Contributing to the debate on: “Tunisia, one year after the revolution”, the Chief Economist and Vice-president of the African Development Bank Group, Mthuli Ncube, expressed these views. He affirmed: “Inclusive growth includes political, economic structural transformation, regional, financial inclusion, and infrastructure and procurement arrangements.”
In the economic and political point of view, the Chief Economist stressed that there may be an expectation that the Bank should begin to support institutions that promote voice and accountability.
He recalled that January 14, 2011’s event was a wakeup call on the issue of inclusive growth, observing that Sub Saharan Africa was also in a similar position on the issue of youth unemployment, “while exhibiting vibrant growth, basically jobless growth.”

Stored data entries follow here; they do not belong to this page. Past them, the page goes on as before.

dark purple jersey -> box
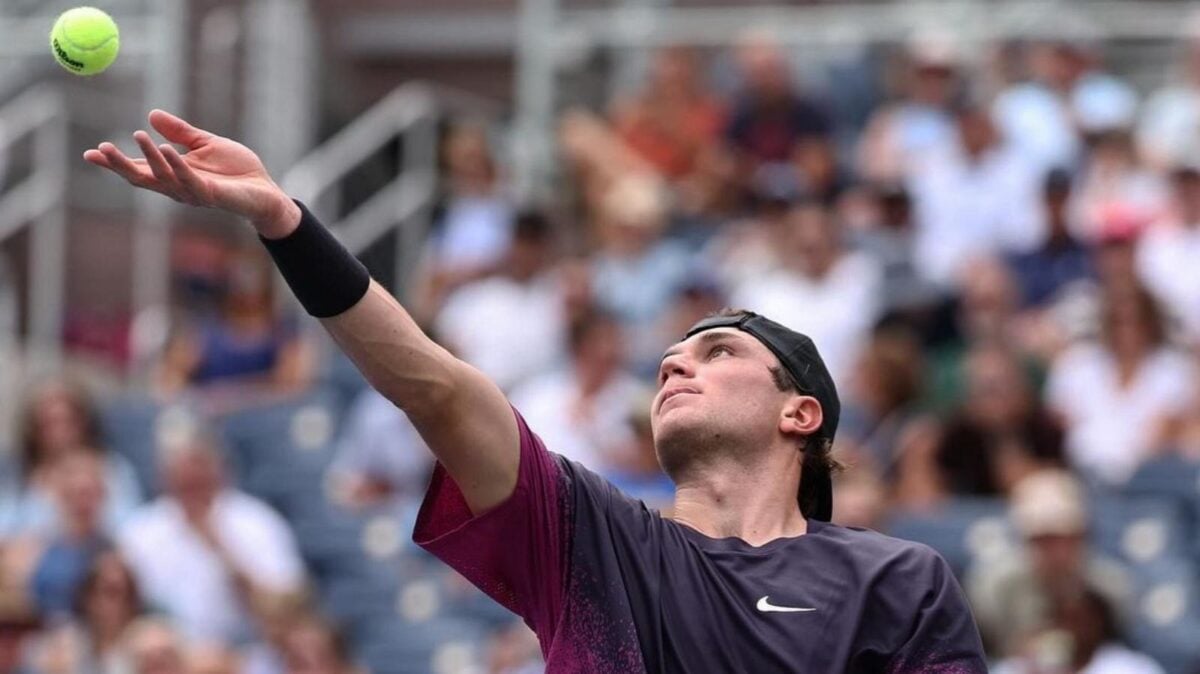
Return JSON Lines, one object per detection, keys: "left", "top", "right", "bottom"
{"left": 414, "top": 408, "right": 987, "bottom": 673}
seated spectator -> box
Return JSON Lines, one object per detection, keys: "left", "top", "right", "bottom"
{"left": 991, "top": 41, "right": 1082, "bottom": 173}
{"left": 117, "top": 427, "right": 306, "bottom": 644}
{"left": 603, "top": 386, "right": 674, "bottom": 514}
{"left": 700, "top": 166, "right": 795, "bottom": 292}
{"left": 157, "top": 249, "right": 314, "bottom": 398}
{"left": 849, "top": 183, "right": 945, "bottom": 322}
{"left": 27, "top": 451, "right": 112, "bottom": 618}
{"left": 611, "top": 47, "right": 725, "bottom": 184}
{"left": 857, "top": 34, "right": 961, "bottom": 182}
{"left": 0, "top": 613, "right": 38, "bottom": 674}
{"left": 1137, "top": 16, "right": 1200, "bottom": 170}
{"left": 279, "top": 613, "right": 362, "bottom": 674}
{"left": 1136, "top": 164, "right": 1200, "bottom": 341}
{"left": 486, "top": 621, "right": 542, "bottom": 674}
{"left": 434, "top": 211, "right": 569, "bottom": 393}
{"left": 325, "top": 389, "right": 434, "bottom": 511}
{"left": 724, "top": 35, "right": 838, "bottom": 200}
{"left": 909, "top": 100, "right": 1043, "bottom": 288}
{"left": 1005, "top": 168, "right": 1095, "bottom": 309}
{"left": 896, "top": 344, "right": 1066, "bottom": 507}
{"left": 410, "top": 122, "right": 515, "bottom": 323}
{"left": 830, "top": 469, "right": 887, "bottom": 533}
{"left": 967, "top": 471, "right": 1132, "bottom": 660}
{"left": 1070, "top": 131, "right": 1168, "bottom": 244}
{"left": 3, "top": 379, "right": 141, "bottom": 537}
{"left": 731, "top": 199, "right": 882, "bottom": 386}
{"left": 839, "top": 327, "right": 926, "bottom": 478}
{"left": 1045, "top": 284, "right": 1198, "bottom": 484}
{"left": 589, "top": 177, "right": 693, "bottom": 373}
{"left": 118, "top": 618, "right": 187, "bottom": 674}
{"left": 23, "top": 551, "right": 143, "bottom": 674}
{"left": 992, "top": 589, "right": 1162, "bottom": 674}
{"left": 510, "top": 309, "right": 642, "bottom": 473}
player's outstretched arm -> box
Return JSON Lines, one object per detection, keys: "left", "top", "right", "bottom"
{"left": 84, "top": 110, "right": 520, "bottom": 514}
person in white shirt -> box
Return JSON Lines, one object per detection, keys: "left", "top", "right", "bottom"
{"left": 510, "top": 309, "right": 643, "bottom": 472}
{"left": 1045, "top": 284, "right": 1198, "bottom": 484}
{"left": 434, "top": 211, "right": 568, "bottom": 393}
{"left": 731, "top": 199, "right": 882, "bottom": 387}
{"left": 1136, "top": 165, "right": 1200, "bottom": 341}
{"left": 117, "top": 427, "right": 306, "bottom": 644}
{"left": 1137, "top": 17, "right": 1200, "bottom": 170}
{"left": 909, "top": 102, "right": 1043, "bottom": 288}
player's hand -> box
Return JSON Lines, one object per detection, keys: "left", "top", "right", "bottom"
{"left": 83, "top": 110, "right": 301, "bottom": 238}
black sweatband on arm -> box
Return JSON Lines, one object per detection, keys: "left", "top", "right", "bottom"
{"left": 260, "top": 200, "right": 371, "bottom": 318}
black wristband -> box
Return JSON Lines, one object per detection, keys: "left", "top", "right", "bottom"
{"left": 260, "top": 200, "right": 371, "bottom": 318}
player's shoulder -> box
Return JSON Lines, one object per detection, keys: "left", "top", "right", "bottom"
{"left": 812, "top": 522, "right": 950, "bottom": 572}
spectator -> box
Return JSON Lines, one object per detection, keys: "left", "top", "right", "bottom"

He stressed on urgent need for the continent to embark on massive creation of entrepreneurs and businesses, in order to make economic inclusion a reality. He also asserted that massive job creation targeting women and young entrepreneurs would boost Small and Medium Scale enterprises (SMEs) and encourage joint ventures between local and foreign investors.
Drawing from Kenya on financial inclusion (m-pesa and m-kesho products), the Chief Economist also observed that governments could facilitate the rolling out of technology driven mobile banking services, which have worked exceptionally well in that country, and could be replicated regional-wide. In that regard, Mr. Ncube also revealed that governments would gain by facilitating movements of people, easing border controls, and encouraging cross-border investments, and investments in regional infrastructure.
The way forward on the inclusive agenda?
The Chief Economist also touched 2012 Annual meetings high level seminars, which include: Global economic issues; Emerging issues in Africa; Greening the economy; Africa transforming Africa; Youth employment and the general demographic dividend.
He said: “2012 Annual meetings in Arusha will make a difference in the themes to be addressed… The various themes have several dimensions namely: global, economic structural transformation, regional, financial inclusion, demographic dividend and infrastructure.”
The Bank’s agenda therefore sets the context for the long term strategy (2013-2022), not only in helping define pillars for the strategy but also highlighting that private sector development is a Bank wide issue requiring a "one-bank" approach in its implementation.
“Indeed governments in Africa have a key role to play as a partner to the Bank and the private sector, in achieving inclusive growth,” Mr. Ncube concluded.
Since December 1, 2011, the Bank Group’s Chief Economist has actively interacted with the public through his Blog on knowledge and African development issues.